You get a ticket assigned to you where users at a specific office have video calls with terrible video and audio quality that also keep dropping. As you get the history and observations, you learn the following:

  • Impact started about a week ago
  • This hasn’t happened at this office before
  • Shortly before impact started, a new team moved to this office
  • While video calls are the biggest disruption, web browsing is also pretty slow at the same time
  • The issue primarily occurs around 9am and 1pm
  • Nearby offices are not affected
  • Both Wifi and Ethernet connections are affected

With all of this data, you can start building out the dDx:

  1. Too little capacity on the circuit
  2. Network issues on the local gear
  3. Network issues on the ISP circuit
  4. Client issues (maybe a bad security patch)

You choose to begin focusing on the network issues, so you log into the local switch and router and start checking interface statistics. Resetting interface counters is a safe test, so you go ahead and do that.

After a day of information gathering, you can see that there are no CRC errors or discarded frames. You can also see that the rate in and out of the router uplink to the ISP modem maxes out pretty close to the circuit bandwidth.

A call to the ISP confirms that around 9am and 1pm each work day, the circuit utilization exceeds 90%. You can now put in the request for a circuit upgrade at this site with a root cause identified.

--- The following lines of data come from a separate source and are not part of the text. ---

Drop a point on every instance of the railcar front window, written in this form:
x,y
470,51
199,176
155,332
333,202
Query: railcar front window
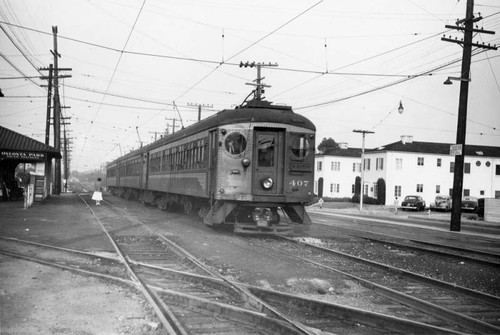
x,y
235,143
300,147
265,150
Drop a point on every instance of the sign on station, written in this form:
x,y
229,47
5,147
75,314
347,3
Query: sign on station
x,y
455,149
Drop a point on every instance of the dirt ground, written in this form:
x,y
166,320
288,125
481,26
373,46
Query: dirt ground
x,y
38,299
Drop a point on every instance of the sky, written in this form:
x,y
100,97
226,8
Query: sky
x,y
138,65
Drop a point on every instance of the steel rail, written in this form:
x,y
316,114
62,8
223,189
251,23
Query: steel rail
x,y
457,318
170,325
480,253
350,313
245,294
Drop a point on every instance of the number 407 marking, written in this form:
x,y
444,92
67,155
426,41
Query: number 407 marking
x,y
299,183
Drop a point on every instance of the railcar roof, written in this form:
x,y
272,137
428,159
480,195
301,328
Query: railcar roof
x,y
253,111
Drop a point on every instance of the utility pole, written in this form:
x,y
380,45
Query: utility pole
x,y
49,105
364,132
467,25
57,114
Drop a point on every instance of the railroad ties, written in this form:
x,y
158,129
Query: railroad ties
x,y
280,229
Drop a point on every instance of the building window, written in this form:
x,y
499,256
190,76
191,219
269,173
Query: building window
x,y
397,191
380,163
467,168
334,188
399,163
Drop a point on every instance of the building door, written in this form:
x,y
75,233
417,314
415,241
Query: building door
x,y
320,187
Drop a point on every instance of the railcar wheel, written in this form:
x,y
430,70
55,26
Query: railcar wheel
x,y
188,205
203,211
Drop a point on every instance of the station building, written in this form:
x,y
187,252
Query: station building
x,y
24,162
408,167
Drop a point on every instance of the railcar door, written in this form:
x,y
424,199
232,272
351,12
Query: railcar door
x,y
144,171
212,160
268,166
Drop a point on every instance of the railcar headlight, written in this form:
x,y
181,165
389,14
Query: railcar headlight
x,y
245,162
267,183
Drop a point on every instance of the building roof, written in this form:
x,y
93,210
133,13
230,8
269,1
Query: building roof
x,y
437,148
12,141
347,152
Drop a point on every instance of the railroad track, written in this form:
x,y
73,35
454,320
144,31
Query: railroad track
x,y
461,253
323,315
193,300
207,308
444,305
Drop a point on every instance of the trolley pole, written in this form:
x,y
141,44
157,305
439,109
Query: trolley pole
x,y
362,191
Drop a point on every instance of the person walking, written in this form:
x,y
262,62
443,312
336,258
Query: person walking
x,y
396,205
97,196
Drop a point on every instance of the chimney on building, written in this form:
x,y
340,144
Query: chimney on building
x,y
406,139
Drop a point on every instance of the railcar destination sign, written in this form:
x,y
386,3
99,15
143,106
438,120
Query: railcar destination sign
x,y
24,155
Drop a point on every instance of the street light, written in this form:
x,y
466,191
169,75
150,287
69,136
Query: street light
x,y
400,108
449,80
364,132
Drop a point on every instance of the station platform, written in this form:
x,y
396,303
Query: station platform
x,y
59,220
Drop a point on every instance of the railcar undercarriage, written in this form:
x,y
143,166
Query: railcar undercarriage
x,y
251,218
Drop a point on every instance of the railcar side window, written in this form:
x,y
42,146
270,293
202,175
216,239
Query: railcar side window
x,y
265,150
235,143
300,147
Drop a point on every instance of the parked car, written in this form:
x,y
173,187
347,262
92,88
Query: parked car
x,y
413,202
469,204
442,203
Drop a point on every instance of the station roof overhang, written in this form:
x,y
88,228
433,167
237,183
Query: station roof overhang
x,y
20,148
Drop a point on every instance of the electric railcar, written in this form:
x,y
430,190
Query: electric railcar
x,y
242,165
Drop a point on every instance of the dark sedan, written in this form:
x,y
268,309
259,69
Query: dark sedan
x,y
469,204
414,202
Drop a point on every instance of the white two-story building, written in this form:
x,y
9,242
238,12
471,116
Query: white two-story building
x,y
336,172
408,167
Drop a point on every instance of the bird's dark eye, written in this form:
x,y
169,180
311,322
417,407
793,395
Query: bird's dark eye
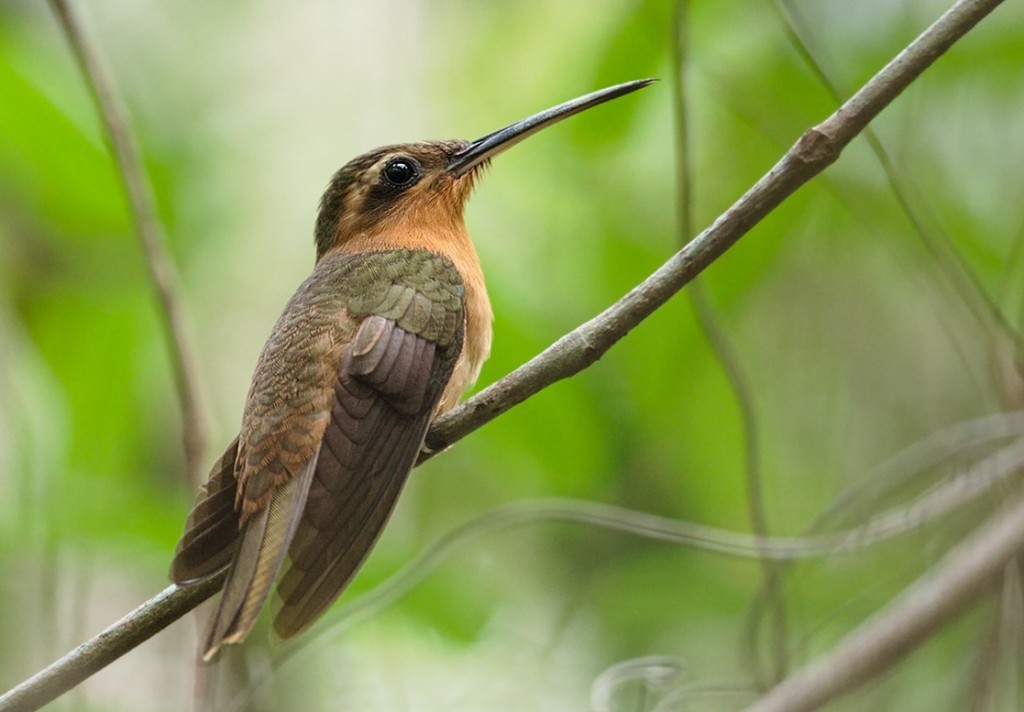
x,y
401,172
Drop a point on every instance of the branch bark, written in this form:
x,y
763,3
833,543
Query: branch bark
x,y
150,232
816,149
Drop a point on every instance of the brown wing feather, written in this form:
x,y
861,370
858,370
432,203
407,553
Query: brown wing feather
x,y
257,560
212,530
386,392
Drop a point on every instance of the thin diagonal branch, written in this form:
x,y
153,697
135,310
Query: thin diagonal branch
x,y
150,232
935,599
816,150
729,361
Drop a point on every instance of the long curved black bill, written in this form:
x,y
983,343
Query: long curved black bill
x,y
494,143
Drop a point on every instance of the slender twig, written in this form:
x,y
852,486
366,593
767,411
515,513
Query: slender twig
x,y
150,232
935,599
175,602
955,269
815,150
97,653
728,359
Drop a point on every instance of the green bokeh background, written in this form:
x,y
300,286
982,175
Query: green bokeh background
x,y
853,338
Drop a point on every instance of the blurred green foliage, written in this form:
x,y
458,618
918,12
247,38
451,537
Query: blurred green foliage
x,y
856,335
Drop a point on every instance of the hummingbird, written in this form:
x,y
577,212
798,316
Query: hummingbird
x,y
388,331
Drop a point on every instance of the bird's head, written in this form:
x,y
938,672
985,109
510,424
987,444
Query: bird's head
x,y
425,184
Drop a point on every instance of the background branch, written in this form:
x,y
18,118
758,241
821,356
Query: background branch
x,y
150,232
934,600
815,150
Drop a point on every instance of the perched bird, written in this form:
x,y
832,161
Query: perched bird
x,y
388,331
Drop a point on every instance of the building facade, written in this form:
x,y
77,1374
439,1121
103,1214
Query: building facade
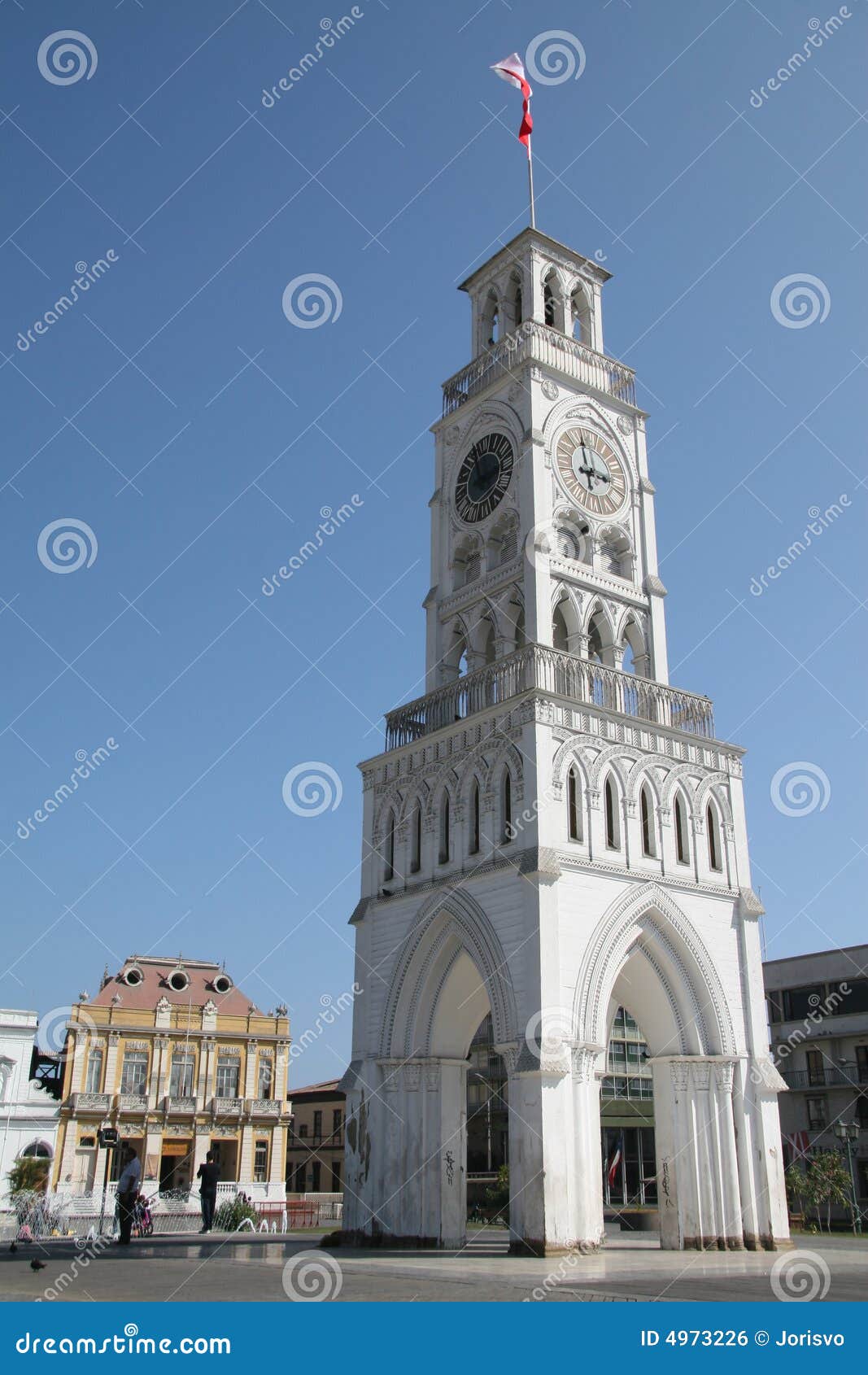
x,y
316,1146
179,1060
553,831
28,1106
818,1030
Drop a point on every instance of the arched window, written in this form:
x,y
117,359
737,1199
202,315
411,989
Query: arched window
x,y
388,872
714,839
475,818
644,806
611,816
508,833
416,839
93,1082
581,316
560,635
574,816
683,851
445,829
37,1151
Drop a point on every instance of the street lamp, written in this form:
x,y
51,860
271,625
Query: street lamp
x,y
848,1133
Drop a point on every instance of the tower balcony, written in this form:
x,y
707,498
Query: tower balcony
x,y
560,674
533,343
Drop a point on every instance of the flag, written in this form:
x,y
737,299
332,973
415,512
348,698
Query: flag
x,y
614,1165
512,69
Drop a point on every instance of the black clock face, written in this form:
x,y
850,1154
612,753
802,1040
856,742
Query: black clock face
x,y
483,478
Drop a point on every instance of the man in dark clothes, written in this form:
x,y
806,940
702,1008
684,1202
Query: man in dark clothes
x,y
208,1176
127,1194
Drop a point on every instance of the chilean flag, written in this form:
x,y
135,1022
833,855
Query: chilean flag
x,y
614,1166
512,69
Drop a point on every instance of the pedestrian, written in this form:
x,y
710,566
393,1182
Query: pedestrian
x,y
127,1194
208,1176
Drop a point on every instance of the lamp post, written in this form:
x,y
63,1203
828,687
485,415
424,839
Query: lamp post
x,y
848,1133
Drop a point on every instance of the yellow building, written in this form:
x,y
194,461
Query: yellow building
x,y
175,1056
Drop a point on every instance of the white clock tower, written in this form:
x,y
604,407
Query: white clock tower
x,y
553,831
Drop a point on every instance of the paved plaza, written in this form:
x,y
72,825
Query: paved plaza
x,y
230,1269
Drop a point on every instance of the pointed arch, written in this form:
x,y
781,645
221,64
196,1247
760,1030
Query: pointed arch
x,y
581,315
685,1010
611,811
447,926
681,827
714,838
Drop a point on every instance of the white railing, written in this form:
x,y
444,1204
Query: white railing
x,y
541,344
553,671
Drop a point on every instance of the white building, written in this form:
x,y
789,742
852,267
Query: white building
x,y
29,1113
553,829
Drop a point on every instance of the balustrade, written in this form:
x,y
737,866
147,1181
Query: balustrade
x,y
553,671
541,344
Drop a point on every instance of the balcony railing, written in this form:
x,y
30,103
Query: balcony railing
x,y
264,1107
553,671
227,1107
133,1102
533,343
89,1102
818,1078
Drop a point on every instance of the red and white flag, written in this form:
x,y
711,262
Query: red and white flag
x,y
512,69
614,1166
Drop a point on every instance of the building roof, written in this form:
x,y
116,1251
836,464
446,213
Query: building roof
x,y
155,984
816,954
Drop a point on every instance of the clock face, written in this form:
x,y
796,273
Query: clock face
x,y
483,478
591,472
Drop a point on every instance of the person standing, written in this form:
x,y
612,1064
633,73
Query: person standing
x,y
208,1176
127,1194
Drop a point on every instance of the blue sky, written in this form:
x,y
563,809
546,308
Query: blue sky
x,y
179,414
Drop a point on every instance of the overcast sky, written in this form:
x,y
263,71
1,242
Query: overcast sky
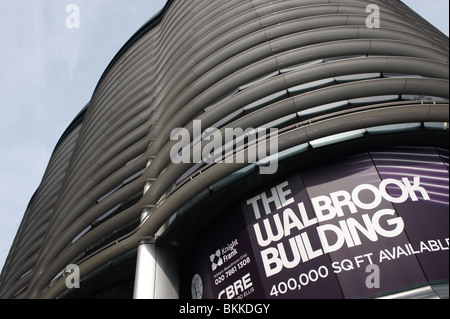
x,y
48,73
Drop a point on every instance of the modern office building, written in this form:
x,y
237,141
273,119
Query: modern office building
x,y
251,149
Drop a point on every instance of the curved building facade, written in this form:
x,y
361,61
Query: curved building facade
x,y
333,184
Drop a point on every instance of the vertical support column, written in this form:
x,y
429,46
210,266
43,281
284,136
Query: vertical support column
x,y
145,280
145,277
156,267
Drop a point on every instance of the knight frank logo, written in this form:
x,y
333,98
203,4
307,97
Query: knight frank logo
x,y
216,260
223,255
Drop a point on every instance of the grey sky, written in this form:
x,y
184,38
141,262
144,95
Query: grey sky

To summarize, the information gained under the History and Observation steps gave the clues that this issue is isolated to a single office, they recently had a change in headcount, and the issue primarily happens when people first log on in the morning and when they log in after lunch. This targets network capacity as the most likely issue, and you chose to rule out issues within the local network while collecting data on the overall utilization.

Summary

HOPS, or HOSI for us IT folks, is a really effective way to gather data on an issue before building out a differential diagnosis. It also helps decide which diagnostic tests to perform while reducing further impact on the affected users.

As you continue troubleshooting, work through those History and Observation questions to give yourself bounds for your differential diagnosis. And as you identify ways to rule out or confirm potential diagnoses, decide which ones are safe, and run those tests first.